Bon, allons voir si la rose eut éclose !

Ouvrons la boîte, et découvrons ensemble un matériel à la fois simple et fonctionnel, composé principalement d’un livre d’aventures d’une cinquantaine de pages, d’un plan, et de tuiles prédécoupées représentant les personnages et les jetons nécessaires à la partie. Attention, ne vous attendez pas à du grand luxe : nous sommes clairement sur de l’initiation. On notera d’emblée l’absence de dés, ce qui signifie que les rencontres seront gérées par une autre mécanique, ce qui nous émoustille déjà. De leur côté, les illustrations sont franchement chouettes et mettent immédiatement dans l’ambiance d’une aventure façon Minuscule X 1001 pattes, c’est-à-dire un univers de petites bestioles zonzonnantes. Bref, pour moins de 20 euros, vous en avez largement pour votre argent : on a connu des jeux d’aventure à imprimer soi-même plus chers et moins fournis.
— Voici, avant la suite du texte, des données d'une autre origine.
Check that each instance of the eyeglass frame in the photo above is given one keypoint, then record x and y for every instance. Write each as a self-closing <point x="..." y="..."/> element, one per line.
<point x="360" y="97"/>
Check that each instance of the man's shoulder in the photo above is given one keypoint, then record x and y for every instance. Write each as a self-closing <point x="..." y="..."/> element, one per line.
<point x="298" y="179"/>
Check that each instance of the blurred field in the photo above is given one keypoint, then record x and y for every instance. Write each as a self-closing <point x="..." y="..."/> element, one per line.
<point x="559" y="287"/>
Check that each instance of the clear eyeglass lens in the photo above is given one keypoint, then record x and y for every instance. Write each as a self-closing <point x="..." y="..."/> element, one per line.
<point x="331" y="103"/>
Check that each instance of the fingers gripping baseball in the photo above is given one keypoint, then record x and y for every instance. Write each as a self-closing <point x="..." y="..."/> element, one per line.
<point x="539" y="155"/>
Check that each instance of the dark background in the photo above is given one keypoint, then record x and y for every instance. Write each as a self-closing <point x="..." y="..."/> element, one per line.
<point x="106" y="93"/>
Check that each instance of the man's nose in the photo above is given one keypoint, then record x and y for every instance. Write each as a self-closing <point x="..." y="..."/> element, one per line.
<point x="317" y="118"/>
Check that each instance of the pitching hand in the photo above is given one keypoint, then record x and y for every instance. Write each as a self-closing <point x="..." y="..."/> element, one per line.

« Loulou le pou et Mireille l’abeilleuuuu »

L’une des grandes forces de La Reine des Ruines Oubliées, c’est de pouvoir permettre une partie rapide, sans mise en place complexe ou création de personnage fastidieuse. Les joueurs sont donc ici invités à incarner l’un des quatre personnages pré-créés : papillon, guêpe, bourdon ou scarabée, chacun riche de ses propres caractéristiques avec forces et faiblesses. De manière assez logique, le Scarabée est un guerrier costaud, spécialiste en rentre-dedans et en intimidation, là où la guêpe est agile et mise sur la perception et l’empathie. Il est à noter que les fiches personnages sont recto-verso, chacun d’entre eux étant appelé à évoluer une fois en cours de partie, avec des caractéristiques boostées.



L’adulte Meneur de Jeu sera invité à aider les enfants à choisir leur personnage (« Tu veux pas faire le scarabée ? Regarde comme il est costaud !« ). On conseillera d’ailleurs d’aller chercher un cousin et la voisine d’en face pour vivre l’aventure à plein. Le scénario est en effet taillé pour 4 insectes, et il serait un peu dommage de se limiter à des sessions en duo, même si c’est techniquement possible.  
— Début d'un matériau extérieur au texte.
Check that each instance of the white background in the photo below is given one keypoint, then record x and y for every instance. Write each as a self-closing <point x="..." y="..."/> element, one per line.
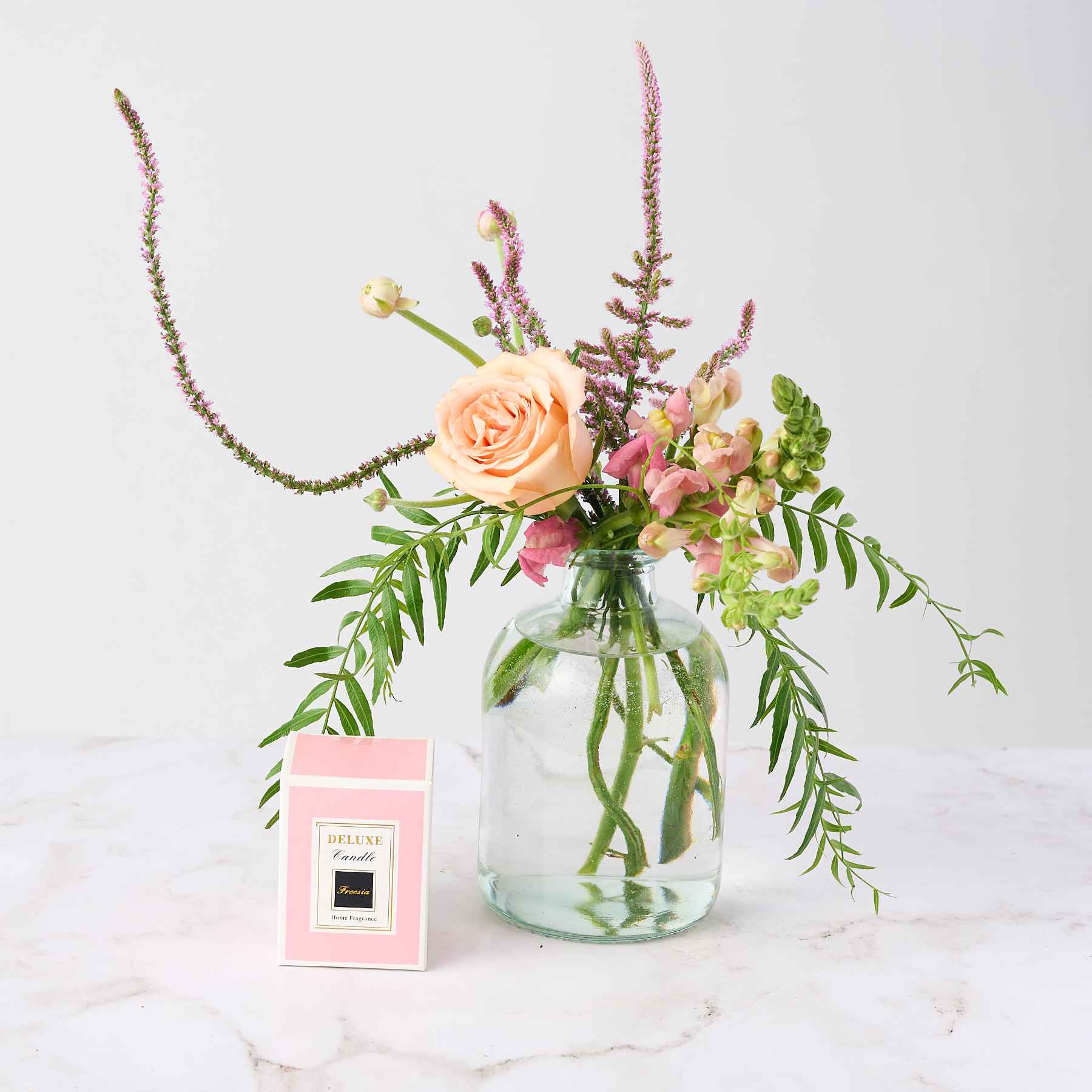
<point x="903" y="188"/>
La seule autre mise en place à respecter consiste à placer les 10 jetons du jeu dans un petit sac, afin qu’ils puissent être facilement piochés par les enfants (le jeu conseille d’utiliser une chaussette, ce qui n’est pas super pratique dans les faits). Les jetons blessures (ouille) et temps perdu seront quant à eux conservés sur un coin de table.
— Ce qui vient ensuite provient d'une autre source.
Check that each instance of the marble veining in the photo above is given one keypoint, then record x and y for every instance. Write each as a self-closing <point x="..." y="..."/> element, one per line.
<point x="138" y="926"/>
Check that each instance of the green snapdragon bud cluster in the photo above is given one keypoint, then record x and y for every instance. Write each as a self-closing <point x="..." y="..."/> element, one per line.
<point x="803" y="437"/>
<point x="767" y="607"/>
Ensuite, il suffira qu’un adulte s’empare du livret pour se lancer en tant que Meneur de Jeu. Ne vous inquiétez pas si vous êtes totalement néophyte en la matière : le livre d’aventure vous mènera de bout en bout, c’est promis.



Bienvenue en Aristée…

L’aventure débute – comme toujours dans un jeu d’aventure digne de ce nom – dans une taverne. Eh oui, même les bestioles ont le droit d’écluser un godet d’hydromiel entre deux butinages (ou roulages de bouse). En l’occurrence, notre taverne se trouve de la région d’Aristée, une contrée fort fort lointaine (ou pas tant que cela, d’ailleurs) dans laquelle les fourmis vivent fort fort (fort) nombreuses. Et un drame épouvantable a réveillé la fourmilière en sursaut : la Reine a disparu ! Des héros vaillants sont donc sollicités pour résoudre ce mystère, et ramener la Reine au sein de sa ruche en plein désarroi.


Les joueurs vont donc devoir mener l’enquête et vivant quelques périples, pilotés par un scénario évidemment linéaire  (on rappelle que le jeu est pour des 5 -9 ans) mais sympathique, proposant plusieurs péripéties à défaut d’itinéraires variés.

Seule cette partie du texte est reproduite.